Mâtem/atik: Basit Eşitsizlik
Ben ayda parlayan yaldızları, yön bulduğum yıldızları sana bağlamıştım. Yürüdüğüm yolun, sağın ve solun, batıyla doğunun seninle bir ilgisi vardı. Batı ve doğu yitince, elimde kuzey de güney de kalmadı: Ne bir bardak sıcak çayın, ne portakalın tadı kaldı.
Suyun ve ışığın yokluğunda çiçekler de açmadı. Açmayınca solmadı. Kuşların sesinden yoksun kalan kediler miyavlamadı. Zaten ortada fare de yoktu. Ne oltama takılacak bir balık, ne de solucan vardı. Lakin yokluğunda buna gerek var mıydı?
Ben her şeyi sana bağlamıştım. Her şeyin seninle bir ilgisi vardı. ‘Her şeyim sensin’ dememin aslı da vardı; astarı da vardı. Şimdi bende varlığı yeniden sahiplenecek yüz mü kaldı? Elimde koskoca bir yüzsüzlük kaldı. Senden kalan eksiklikle seni dilenen bir yüzsüzlük…
Seni ve sana ilişkin ‘her şeyi’ dilenen…
…
Bir sen eksiksin aslında; bir sen yoksun… sen yoksan bir de ben… Ben olmayınca eylemim olur mu? Lakin sendin öznem! Seni öz/leme sebebim de -sanırım- buydu zaten. Oysa sana bıraktığım altı üstü bir ‘ben’ vardı. Sen olmayınca tenimde ne nefes, ne hayat kaldı.

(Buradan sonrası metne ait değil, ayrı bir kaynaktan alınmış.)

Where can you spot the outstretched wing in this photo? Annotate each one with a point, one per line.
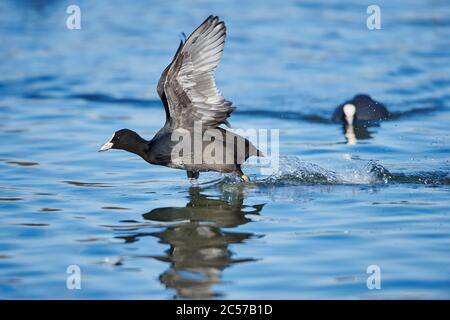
(187, 85)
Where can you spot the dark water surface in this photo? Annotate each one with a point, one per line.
(308, 231)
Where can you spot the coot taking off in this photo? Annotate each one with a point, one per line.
(191, 138)
(361, 108)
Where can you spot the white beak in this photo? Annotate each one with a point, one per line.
(349, 112)
(108, 145)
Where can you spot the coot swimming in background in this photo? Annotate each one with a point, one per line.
(357, 115)
(194, 111)
(361, 108)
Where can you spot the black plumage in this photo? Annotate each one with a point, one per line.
(194, 109)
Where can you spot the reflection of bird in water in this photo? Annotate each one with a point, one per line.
(198, 245)
(357, 115)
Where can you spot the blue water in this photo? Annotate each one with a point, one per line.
(308, 231)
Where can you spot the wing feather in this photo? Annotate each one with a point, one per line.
(188, 83)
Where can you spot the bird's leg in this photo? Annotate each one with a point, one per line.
(243, 176)
(193, 176)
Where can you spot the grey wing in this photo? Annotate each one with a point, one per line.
(189, 87)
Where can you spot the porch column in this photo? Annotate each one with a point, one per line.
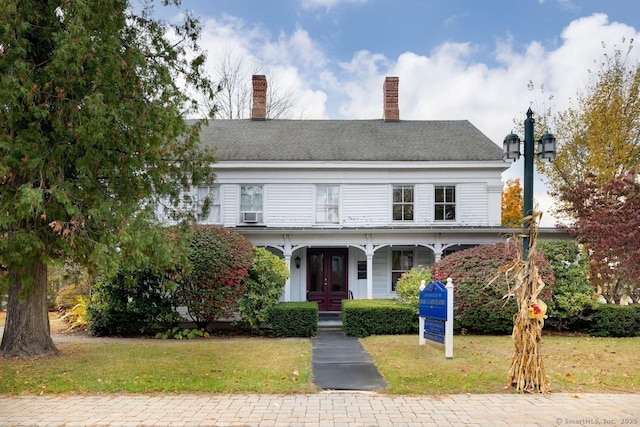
(369, 251)
(437, 251)
(287, 250)
(369, 276)
(287, 285)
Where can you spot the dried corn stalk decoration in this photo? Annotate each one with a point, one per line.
(527, 372)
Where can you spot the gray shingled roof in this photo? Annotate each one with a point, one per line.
(348, 140)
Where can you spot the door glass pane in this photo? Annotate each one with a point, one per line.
(316, 279)
(337, 273)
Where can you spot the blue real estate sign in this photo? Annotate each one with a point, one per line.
(433, 307)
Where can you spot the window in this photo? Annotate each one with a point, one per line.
(208, 204)
(327, 203)
(445, 203)
(251, 203)
(403, 202)
(401, 262)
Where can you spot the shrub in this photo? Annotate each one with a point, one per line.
(178, 333)
(264, 285)
(361, 318)
(294, 319)
(609, 320)
(572, 292)
(480, 308)
(220, 261)
(408, 286)
(132, 303)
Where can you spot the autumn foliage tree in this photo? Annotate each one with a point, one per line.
(607, 222)
(599, 136)
(512, 204)
(92, 122)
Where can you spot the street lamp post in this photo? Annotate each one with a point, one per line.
(546, 153)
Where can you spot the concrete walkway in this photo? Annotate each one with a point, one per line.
(323, 409)
(341, 363)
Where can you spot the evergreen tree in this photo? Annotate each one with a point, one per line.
(93, 100)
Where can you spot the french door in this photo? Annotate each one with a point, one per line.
(327, 282)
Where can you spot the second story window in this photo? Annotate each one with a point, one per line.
(403, 202)
(327, 203)
(208, 204)
(401, 262)
(251, 203)
(445, 203)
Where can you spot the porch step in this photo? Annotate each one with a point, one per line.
(330, 320)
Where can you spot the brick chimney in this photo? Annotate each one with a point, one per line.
(259, 108)
(391, 111)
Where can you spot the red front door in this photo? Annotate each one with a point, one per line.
(327, 278)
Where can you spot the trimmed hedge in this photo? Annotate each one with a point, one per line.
(610, 320)
(361, 318)
(294, 319)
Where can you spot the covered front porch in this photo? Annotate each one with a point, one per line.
(330, 264)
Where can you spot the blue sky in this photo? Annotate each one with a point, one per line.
(456, 59)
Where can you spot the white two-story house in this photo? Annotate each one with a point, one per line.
(352, 204)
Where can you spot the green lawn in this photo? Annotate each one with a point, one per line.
(481, 363)
(267, 365)
(214, 365)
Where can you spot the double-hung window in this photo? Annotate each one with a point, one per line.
(403, 202)
(445, 203)
(208, 204)
(327, 204)
(401, 262)
(251, 203)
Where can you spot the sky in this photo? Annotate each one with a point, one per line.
(455, 59)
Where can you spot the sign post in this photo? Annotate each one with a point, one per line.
(436, 314)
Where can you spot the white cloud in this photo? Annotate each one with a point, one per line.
(446, 84)
(327, 4)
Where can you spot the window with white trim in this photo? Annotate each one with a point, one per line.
(251, 203)
(328, 203)
(403, 202)
(401, 262)
(208, 203)
(445, 203)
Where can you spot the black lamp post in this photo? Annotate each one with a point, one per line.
(546, 153)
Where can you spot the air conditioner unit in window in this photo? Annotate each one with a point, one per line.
(250, 217)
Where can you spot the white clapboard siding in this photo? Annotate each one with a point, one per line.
(423, 199)
(365, 205)
(472, 199)
(229, 204)
(288, 205)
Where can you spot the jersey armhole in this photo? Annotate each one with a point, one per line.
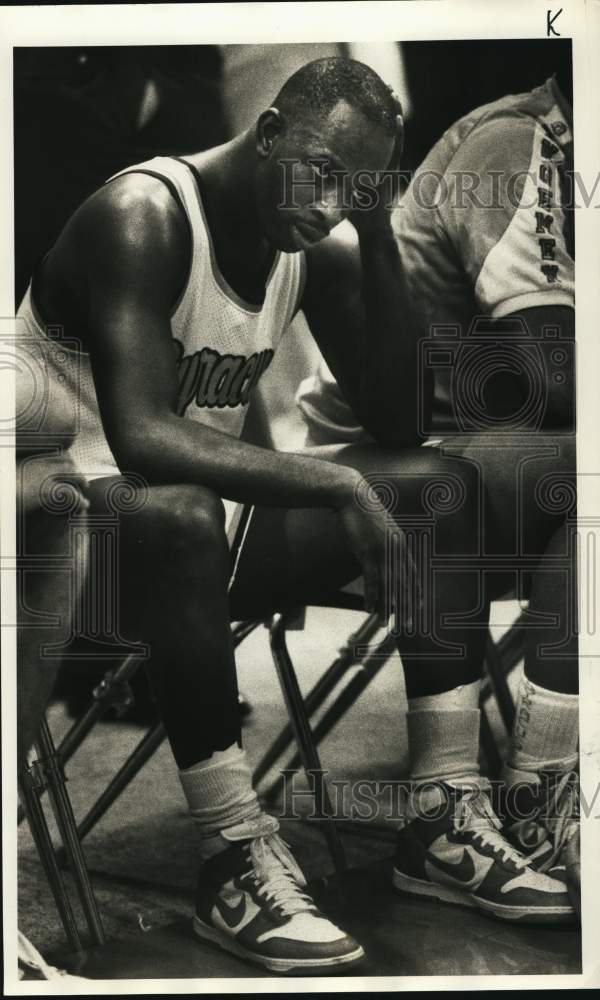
(178, 199)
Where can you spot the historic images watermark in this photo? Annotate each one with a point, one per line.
(316, 180)
(367, 800)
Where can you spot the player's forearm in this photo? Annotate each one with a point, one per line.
(177, 450)
(388, 387)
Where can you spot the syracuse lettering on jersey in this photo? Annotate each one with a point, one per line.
(213, 379)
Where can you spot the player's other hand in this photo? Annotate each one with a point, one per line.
(373, 202)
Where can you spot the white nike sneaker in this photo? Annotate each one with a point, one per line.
(32, 965)
(250, 902)
(549, 833)
(456, 853)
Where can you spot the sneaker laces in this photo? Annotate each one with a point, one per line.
(556, 817)
(474, 814)
(279, 875)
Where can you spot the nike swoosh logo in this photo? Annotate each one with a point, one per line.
(464, 871)
(231, 914)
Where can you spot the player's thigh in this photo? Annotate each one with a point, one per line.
(528, 486)
(290, 556)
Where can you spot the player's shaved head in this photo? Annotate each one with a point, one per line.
(315, 89)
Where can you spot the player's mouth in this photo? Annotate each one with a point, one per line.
(306, 234)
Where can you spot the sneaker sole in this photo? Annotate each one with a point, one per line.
(411, 886)
(213, 936)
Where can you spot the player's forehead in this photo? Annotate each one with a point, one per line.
(347, 135)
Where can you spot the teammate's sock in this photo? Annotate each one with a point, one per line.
(443, 739)
(545, 733)
(221, 799)
(544, 739)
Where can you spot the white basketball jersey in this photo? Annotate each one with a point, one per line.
(222, 345)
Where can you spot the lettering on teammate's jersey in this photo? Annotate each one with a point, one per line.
(544, 220)
(217, 380)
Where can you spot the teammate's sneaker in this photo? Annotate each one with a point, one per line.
(549, 833)
(456, 853)
(251, 902)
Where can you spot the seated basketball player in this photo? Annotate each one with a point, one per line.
(179, 277)
(484, 231)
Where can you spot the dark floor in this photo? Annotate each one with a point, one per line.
(143, 853)
(401, 937)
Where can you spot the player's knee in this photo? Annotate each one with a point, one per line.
(189, 520)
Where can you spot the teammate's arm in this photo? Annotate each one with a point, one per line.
(136, 265)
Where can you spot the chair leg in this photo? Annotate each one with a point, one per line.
(306, 744)
(488, 744)
(325, 685)
(497, 675)
(65, 819)
(344, 701)
(30, 785)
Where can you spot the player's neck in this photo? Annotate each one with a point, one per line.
(226, 172)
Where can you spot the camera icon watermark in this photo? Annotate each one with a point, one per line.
(496, 376)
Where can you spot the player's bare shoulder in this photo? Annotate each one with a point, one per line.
(134, 218)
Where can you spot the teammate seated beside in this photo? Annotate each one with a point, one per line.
(178, 278)
(484, 230)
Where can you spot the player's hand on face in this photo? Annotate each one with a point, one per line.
(372, 211)
(368, 524)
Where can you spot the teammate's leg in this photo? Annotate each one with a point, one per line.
(530, 508)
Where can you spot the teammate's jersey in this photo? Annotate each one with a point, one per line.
(221, 344)
(483, 230)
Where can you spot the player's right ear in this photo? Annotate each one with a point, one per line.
(268, 128)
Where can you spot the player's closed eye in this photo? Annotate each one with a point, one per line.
(321, 168)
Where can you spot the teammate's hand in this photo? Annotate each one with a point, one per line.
(372, 210)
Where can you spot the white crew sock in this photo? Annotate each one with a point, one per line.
(220, 797)
(545, 733)
(443, 740)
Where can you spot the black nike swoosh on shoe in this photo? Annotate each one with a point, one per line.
(463, 871)
(231, 914)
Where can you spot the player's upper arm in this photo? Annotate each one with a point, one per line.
(135, 257)
(332, 302)
(503, 209)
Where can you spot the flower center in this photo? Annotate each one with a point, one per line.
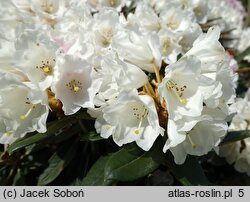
(112, 2)
(191, 141)
(46, 67)
(178, 91)
(106, 35)
(47, 7)
(140, 116)
(74, 85)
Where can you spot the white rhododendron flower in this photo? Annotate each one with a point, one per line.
(20, 114)
(132, 117)
(75, 85)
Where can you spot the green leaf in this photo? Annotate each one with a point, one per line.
(241, 56)
(234, 136)
(57, 162)
(189, 173)
(95, 176)
(129, 164)
(51, 131)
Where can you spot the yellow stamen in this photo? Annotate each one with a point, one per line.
(222, 101)
(23, 117)
(112, 2)
(76, 88)
(191, 142)
(178, 92)
(47, 69)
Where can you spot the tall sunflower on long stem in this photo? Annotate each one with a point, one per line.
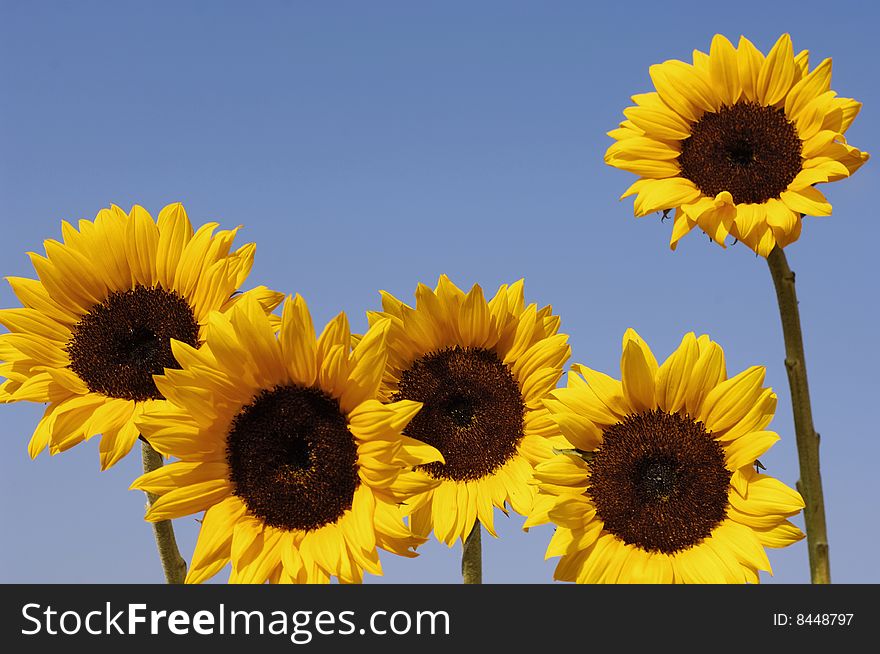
(98, 323)
(481, 370)
(735, 143)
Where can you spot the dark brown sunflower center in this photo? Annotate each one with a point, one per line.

Her şeyin seninle bir ilgisi vardı. Her şey sende kaldı:
Sende her şey... bende hiçlik…
Basit bir eşitsizlik!
...
Ve eşitsizliğin bir yanında sen; diğerinde ben… Senin olduğun tarafa atılsam kurtulurdum eksiden... Kurtulurdum eksiklikten… Ya da daha pratik bir yolla öbür tarafa geçsem... Aman neler diyorum ben!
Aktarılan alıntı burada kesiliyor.